X = 4*mlbench.spirals(100,1,.025)$x

Plot the data.

  1. (4 points) Use the command

sc = specc(X, centers=2)

from kernlab to perform spectral clustering. Plot the data and use two colors to indicate the result of the spectral clustering. Now repeat using kmeans clustering. Why did the spectral clustering work better?

Problem 6

(1 point each)

Arc Pie Charts

Install and load the ggforce package. This package implements several updates and improvements to ggplot2.

  1. Create an “arc pie chart” of the Type variable in the Cars93 dataset. (Code provided.)
library(ggforce)
Cars93 %>% group_by(Type) %>% 
  summarize(count = n()) %>% 
  mutate(max = max(count),
         focus_var = 0.2 * (count == max(count))) %>%
  ggplot() + geom_arc_bar(aes(x0 = 0, y0 = 0, r0 = 0.8, r = 1, 
                              fill = Type, amount = count), 
                          stat = 'pie')

  1. Adjust the r0 parameter to lower and higher values. What does this control? What is the minimum and maximum value?

  2. Recreate the graph from (a), but this time, add explode = focus_var into your call to aes(). What does this do?

  3. Recreate the graph from (c), but this time, add focus to the category with the minimum number of observations.

  4. Critique these graphs.



Problem 7

(5 points each)

Zoom

See the following code working with the IMDb movies dataset for how to use facet_zoom().

library(tidyverse)
library(forcats)
library(devtools)
library(ggforce)

#  Colorblind-friendly color pallette
my_colors <- c("#000000", "#56B4E9", "#E69F00", "#F0E442", "#009E73", "#0072B2", 
               "#D55E00", "#CC7947")

#  Read in the data
imdb <- read_csv("https://raw.githubusercontent.com/mateyneykov/315_code_data/master/data/imdb_test.csv")

# get some more variables
imdb <- mutate(imdb, profit = (gross - budget) / 1000000,
               is_french = ifelse(country == "France", "Yes", "No")) %>%
  filter(movie_title != "The Messenger: The Story of Joan of Arc")
france_1990 <- filter(imdb, country == "France", title_year >= 1990)

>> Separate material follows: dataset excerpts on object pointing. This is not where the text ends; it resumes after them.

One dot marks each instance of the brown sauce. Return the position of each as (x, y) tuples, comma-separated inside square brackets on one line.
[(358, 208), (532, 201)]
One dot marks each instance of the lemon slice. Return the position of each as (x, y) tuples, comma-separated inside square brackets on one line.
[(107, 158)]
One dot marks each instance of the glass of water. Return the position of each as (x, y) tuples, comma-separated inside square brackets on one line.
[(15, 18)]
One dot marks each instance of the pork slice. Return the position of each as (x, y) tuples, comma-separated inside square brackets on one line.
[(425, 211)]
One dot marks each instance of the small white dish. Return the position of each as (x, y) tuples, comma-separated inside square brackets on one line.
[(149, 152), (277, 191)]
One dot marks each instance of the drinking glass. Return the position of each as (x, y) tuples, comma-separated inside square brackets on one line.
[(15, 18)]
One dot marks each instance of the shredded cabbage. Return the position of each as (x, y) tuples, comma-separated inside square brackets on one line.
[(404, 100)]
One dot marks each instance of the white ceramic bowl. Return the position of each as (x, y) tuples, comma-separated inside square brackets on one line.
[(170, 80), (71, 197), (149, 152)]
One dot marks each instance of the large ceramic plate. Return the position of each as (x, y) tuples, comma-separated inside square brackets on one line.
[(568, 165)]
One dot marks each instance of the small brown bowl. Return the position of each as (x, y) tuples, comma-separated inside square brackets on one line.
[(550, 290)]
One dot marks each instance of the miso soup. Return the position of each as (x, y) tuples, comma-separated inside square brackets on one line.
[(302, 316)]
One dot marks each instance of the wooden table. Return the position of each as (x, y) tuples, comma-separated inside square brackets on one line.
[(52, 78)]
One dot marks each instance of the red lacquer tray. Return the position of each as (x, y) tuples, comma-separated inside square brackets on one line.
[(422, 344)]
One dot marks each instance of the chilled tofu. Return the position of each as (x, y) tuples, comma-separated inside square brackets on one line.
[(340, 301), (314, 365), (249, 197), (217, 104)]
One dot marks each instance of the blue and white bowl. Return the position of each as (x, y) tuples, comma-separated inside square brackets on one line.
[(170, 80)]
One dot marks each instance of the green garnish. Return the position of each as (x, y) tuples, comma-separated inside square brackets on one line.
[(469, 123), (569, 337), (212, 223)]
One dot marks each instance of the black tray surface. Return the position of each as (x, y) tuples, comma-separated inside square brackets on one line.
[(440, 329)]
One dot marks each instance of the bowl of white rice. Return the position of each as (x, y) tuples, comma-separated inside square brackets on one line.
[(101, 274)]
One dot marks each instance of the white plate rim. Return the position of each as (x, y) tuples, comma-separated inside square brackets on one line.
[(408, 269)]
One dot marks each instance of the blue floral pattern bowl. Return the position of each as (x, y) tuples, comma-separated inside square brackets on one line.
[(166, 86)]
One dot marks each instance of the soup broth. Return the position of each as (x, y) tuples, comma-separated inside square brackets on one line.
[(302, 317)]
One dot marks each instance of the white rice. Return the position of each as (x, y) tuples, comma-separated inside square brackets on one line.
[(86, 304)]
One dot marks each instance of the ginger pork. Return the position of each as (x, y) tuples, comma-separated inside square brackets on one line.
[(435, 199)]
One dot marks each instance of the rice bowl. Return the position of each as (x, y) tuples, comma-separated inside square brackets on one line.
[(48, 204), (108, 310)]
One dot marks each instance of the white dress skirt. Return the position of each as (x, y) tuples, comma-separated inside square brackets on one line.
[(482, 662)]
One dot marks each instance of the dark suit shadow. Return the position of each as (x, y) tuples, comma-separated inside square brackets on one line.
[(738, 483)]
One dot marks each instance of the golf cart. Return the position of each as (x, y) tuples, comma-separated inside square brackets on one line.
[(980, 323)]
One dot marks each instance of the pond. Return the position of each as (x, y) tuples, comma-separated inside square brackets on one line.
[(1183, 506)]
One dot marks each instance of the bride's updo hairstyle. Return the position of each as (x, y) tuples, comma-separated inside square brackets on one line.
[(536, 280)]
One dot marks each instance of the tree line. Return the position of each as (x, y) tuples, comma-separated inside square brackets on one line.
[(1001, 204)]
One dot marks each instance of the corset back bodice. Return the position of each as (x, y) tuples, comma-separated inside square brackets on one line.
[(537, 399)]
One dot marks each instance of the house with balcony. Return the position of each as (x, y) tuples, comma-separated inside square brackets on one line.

# this code plots a scatterplot + a zoomed facet
ggplot(data = imdb, aes(x = title_year, y = profit)) + 
  geom_point(color = my_colors[1], alpha = 0.25) + 
  geom_smooth(color = my_colors[2]) + 
  geom_point(data = france_1990, color = my_colors[3]) + 
  geom_smooth(data = france_1990, aes(x = title_year, y = profit), 
              color = my_colors[4], method = lm) + 
  facet_zoom(x = title_year >= 1990) + 
  labs(title = "Movie Profits over Time",
       subtitle = "Zoom:  French Movies from 1990 -- 2017 (orange/yellow)",
       caption = "Data from IMDB and Kaggle",
       x = "Year of Release",
       y = "Profit (millions of USD)")

Also read the articles here, or here.

  1. Recreate any scatterplot that we created throughout the year, and zoom in on a section of the graph via the facet_zoom() feature in the newest version of the ggforce package. Include a title, subtitle, and caption in the resulting graph. The caption should just state the data source, and the subtitle should explain what area of the plot is being enhanced via zooming.

  2. Interpret the resulting graph: Describe some feature of the new version of the graph that you may not have been able to see very well in the previous version of the same graph (without zooming).